新日本プロレス3日の姫路大会「ワールドタッグリーグ」Aブロック公式戦で、「ユナイテッド・エンパイア」のグレート―O―カーン、HENARE(31)組が米国・AEWの「ゲイツ・オブ・アゴニー(G.O.A)」(ビショップ・カーン&トーア・リオナ)から完全無欠の3勝目を挙げた。

 現在のプロレス界におけるオーカーンは、ボクシングで例えれば井上尚弥、将棋で例えれば藤井聡太のような傑出した存在という声が一部で根強い。しかし全勝優勝確実と見られていたWTLでは、弘法も筆の誤り、サルも木から落ちる、河童の川流れが立て続けに発生したためすでに3敗を喫してしまっている。

 準決勝(8日、鹿児島)に進出するためにはかなり厳しい状況下に追い込まれているオーカーンだが、逆境で力を発揮してこそ真の支配者。奇跡は諦めない奴の頭上にしか降りて来ない!! 〝奇跡〝ナメんじゃないよォ!! と自らを奮い立たせて出陣した。

 そもそも対戦相手のG.O.Aはこの日まで、オーカーン組をさらに下回る1勝4敗という体たらく。
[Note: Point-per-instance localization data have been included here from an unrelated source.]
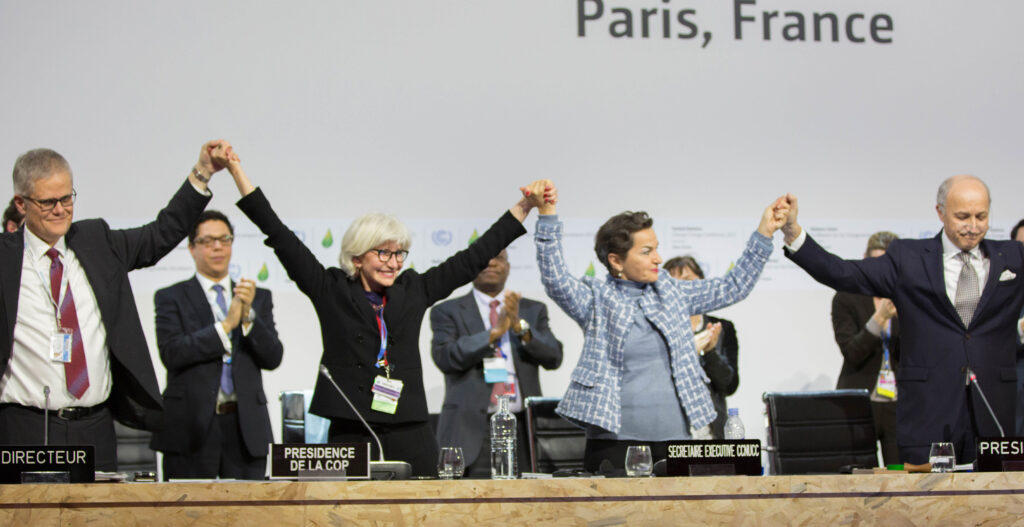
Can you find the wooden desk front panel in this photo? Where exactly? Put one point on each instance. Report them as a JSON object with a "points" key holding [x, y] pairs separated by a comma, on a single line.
{"points": [[878, 499]]}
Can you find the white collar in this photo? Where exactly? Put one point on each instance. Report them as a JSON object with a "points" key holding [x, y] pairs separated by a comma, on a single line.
{"points": [[484, 300], [950, 251]]}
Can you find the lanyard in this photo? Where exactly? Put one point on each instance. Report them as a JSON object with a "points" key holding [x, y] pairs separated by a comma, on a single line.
{"points": [[382, 354], [886, 338]]}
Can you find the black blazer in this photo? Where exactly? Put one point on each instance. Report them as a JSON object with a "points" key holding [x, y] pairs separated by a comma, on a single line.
{"points": [[192, 351], [348, 327], [936, 348], [861, 351], [107, 256], [459, 347], [722, 367]]}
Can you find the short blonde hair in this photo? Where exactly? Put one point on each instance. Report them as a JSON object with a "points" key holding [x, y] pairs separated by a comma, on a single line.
{"points": [[367, 232]]}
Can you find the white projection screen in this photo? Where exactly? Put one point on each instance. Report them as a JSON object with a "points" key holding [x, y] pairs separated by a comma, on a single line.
{"points": [[698, 112]]}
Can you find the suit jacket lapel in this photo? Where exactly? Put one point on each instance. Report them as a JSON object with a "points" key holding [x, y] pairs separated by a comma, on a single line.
{"points": [[11, 254], [995, 265], [471, 314], [934, 267]]}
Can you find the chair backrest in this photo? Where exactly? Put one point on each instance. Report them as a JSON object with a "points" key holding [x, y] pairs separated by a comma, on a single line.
{"points": [[134, 453], [297, 425], [293, 416], [554, 442], [819, 432]]}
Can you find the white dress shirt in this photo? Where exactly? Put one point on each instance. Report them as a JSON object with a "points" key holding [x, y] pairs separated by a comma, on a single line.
{"points": [[951, 266], [30, 367], [218, 316]]}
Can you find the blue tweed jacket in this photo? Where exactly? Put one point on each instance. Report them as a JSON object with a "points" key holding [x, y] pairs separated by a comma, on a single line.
{"points": [[605, 314]]}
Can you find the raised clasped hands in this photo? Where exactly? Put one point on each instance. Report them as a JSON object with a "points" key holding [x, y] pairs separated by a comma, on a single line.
{"points": [[541, 194], [885, 310], [213, 157], [242, 300], [774, 217], [708, 339], [508, 317]]}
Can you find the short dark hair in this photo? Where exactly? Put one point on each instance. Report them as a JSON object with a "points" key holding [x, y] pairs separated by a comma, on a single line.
{"points": [[35, 165], [681, 262], [12, 214], [1013, 231], [615, 236], [209, 215]]}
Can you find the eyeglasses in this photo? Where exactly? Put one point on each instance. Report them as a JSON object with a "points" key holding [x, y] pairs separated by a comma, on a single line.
{"points": [[385, 255], [226, 239], [48, 205]]}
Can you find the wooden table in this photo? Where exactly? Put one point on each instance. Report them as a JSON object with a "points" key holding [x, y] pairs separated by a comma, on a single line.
{"points": [[981, 498]]}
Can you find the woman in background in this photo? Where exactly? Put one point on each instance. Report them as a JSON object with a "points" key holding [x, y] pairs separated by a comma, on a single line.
{"points": [[716, 343], [639, 380], [371, 315]]}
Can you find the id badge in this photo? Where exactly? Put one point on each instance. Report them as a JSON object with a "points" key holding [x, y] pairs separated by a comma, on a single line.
{"points": [[494, 370], [511, 391], [885, 389], [386, 392], [60, 342]]}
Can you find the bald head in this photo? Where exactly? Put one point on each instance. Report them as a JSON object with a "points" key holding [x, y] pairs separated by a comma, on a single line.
{"points": [[947, 186], [963, 204]]}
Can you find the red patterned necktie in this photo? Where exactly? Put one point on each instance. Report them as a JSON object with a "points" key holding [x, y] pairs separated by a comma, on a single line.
{"points": [[76, 372]]}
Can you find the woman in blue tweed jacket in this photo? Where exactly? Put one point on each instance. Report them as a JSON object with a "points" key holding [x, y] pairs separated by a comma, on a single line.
{"points": [[639, 380]]}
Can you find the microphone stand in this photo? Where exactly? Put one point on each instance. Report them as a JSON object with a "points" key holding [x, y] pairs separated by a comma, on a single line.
{"points": [[973, 379], [379, 470]]}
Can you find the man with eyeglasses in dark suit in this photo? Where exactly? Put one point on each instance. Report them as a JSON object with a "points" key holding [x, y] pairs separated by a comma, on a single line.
{"points": [[215, 338], [73, 342]]}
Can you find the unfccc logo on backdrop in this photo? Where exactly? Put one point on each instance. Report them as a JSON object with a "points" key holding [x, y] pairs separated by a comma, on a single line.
{"points": [[441, 237]]}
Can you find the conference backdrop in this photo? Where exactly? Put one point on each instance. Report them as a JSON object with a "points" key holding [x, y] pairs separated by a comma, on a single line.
{"points": [[698, 112]]}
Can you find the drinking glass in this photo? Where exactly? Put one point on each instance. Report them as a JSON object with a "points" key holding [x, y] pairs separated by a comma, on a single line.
{"points": [[942, 457], [450, 463], [638, 460]]}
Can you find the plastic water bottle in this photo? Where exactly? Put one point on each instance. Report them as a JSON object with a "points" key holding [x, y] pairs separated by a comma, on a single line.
{"points": [[734, 426], [504, 465]]}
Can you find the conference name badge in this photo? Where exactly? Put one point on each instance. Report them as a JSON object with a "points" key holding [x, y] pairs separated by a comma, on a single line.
{"points": [[60, 343], [494, 370], [886, 387], [386, 392]]}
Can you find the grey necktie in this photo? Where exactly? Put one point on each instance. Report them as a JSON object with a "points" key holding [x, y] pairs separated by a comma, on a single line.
{"points": [[968, 292]]}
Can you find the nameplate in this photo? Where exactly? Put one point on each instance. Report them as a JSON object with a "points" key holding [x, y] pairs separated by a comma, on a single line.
{"points": [[714, 457], [78, 462], [329, 460], [1000, 453]]}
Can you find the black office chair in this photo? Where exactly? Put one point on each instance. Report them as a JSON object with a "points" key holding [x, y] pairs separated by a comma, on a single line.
{"points": [[133, 449], [554, 443], [293, 416], [819, 432]]}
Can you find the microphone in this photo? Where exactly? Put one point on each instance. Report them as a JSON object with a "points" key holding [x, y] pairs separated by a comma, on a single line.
{"points": [[380, 470], [380, 447], [973, 379], [46, 415]]}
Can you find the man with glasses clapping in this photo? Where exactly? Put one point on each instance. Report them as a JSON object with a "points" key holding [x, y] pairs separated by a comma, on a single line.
{"points": [[73, 342]]}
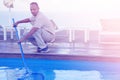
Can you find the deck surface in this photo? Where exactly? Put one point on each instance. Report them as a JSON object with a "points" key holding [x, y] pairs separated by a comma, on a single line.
{"points": [[89, 51]]}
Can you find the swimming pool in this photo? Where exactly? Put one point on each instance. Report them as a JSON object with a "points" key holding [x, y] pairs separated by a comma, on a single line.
{"points": [[57, 69]]}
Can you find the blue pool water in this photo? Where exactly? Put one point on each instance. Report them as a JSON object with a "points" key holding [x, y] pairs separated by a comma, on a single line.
{"points": [[46, 69]]}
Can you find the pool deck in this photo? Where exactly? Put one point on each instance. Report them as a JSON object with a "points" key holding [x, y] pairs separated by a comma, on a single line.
{"points": [[76, 51]]}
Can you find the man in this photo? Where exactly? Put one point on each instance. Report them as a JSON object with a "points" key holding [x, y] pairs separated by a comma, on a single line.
{"points": [[42, 30]]}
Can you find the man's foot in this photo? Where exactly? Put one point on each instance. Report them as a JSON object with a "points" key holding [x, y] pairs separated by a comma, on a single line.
{"points": [[44, 50]]}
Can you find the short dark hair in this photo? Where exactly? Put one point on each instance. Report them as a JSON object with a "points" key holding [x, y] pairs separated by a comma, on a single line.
{"points": [[34, 3]]}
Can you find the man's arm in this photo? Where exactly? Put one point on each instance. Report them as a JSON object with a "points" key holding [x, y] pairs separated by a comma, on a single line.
{"points": [[30, 33]]}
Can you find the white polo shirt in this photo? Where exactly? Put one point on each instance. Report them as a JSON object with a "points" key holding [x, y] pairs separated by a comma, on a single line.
{"points": [[41, 21]]}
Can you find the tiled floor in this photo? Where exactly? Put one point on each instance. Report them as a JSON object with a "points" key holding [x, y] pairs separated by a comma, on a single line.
{"points": [[62, 49]]}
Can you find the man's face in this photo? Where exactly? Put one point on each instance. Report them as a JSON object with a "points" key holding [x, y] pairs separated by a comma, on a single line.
{"points": [[34, 9]]}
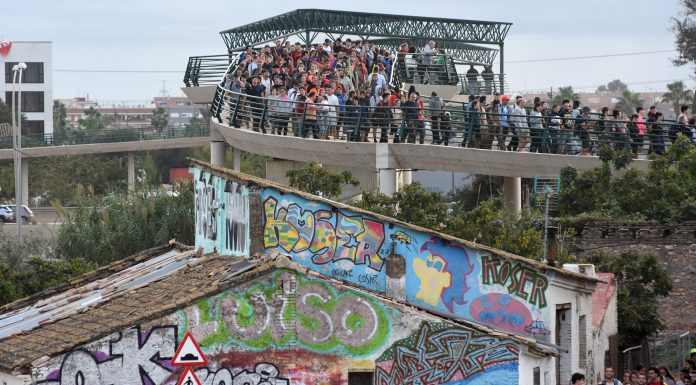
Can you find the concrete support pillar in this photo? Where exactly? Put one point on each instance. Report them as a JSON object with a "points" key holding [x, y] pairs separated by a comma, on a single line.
{"points": [[513, 193], [131, 171], [406, 177], [237, 159], [217, 147], [217, 153], [25, 181], [387, 181]]}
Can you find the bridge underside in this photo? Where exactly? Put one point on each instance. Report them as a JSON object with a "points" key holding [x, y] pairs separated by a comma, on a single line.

AEWのトニー・カーン社長から「泳いで帰れ」との指令が下っても何らおかしくない状況であり、オーカーンが負ける要素は今度こそみじんもない。

 試合終盤に孤立したオーカーンはG.O.Aの合体技ヘブンズゲートを狙われ窮地に陥るが、プロレス界は広い。お前を守ってくれる〝仲間〟が現れる!!! この世に生まれて一人ぼっちなんて事は絶対にないんだで!!!! とばかりに現れたHENAREに救出され九死に一生を得る。

 両軍入り乱れての攻防からカーンと一騎打ち状態となったオーカーンは、ついに本領を発揮する。強烈無比なFGOをさく裂させると、カーンの反撃を封じ込めて変型のエリミネーターを発射。名前が似ているからと言って、お前がおれに!! 勝てるわけねェだろうが!!! とばかりに〝カーン〟対決を制した。

試合後も挑発しあうトーア・リオナ(左)とオーカーン(中)HENARE(右)
試合後も挑発しあうトーア・リオナ(左)とオーカーン(中)HENARE(右)

 試合後はG.O.Aが保持するROH世界6人タッグのベルトを強奪しバックステージに登場。「カーンとトーアの名を冠してもこの程度か。ここから巻き返しのワタリも狙っていく。まあ他力本願だ。だったら自分の力で未来なんざ切りひらいてやるよ」と勝ち誇ると、同王座への挑戦にも意欲を見せる。「AEWにはFTR(ダックス・ハーウッド&キャッシュ・ウィーラー)も(ジョン)モクスリーもいたな。このベルト足がかりにAEWに侵略してやるよ。6メン…余とHENAREと、もう一人必要だな。(ジェフ)コブかTJPかカラム(ニューマン)か(フランシスコ)アキラか…。もっと簡単なのは(ウィル)オスプレイもいたな。ちょうどいいんじゃないか? オスプレイたちもAEWで連合帝国の名を、地位を、力を見せしめてるんだ。余たちも協力しなきゃな」と、高らかに宣言した。

 世界トップクラスの団体・AEWを相手に圧勝を収め堂々たる宣戦布告を繰り出したオーカーンこそ、紛れもなく日本の誇りともっぱらの噂。日本で思い出したが、何かと世間を騒がせている日本大学の未来は、史上最も偉大なるOBと一部でささやかれているオーカーンにかかっていると言っても過言ではない気がする。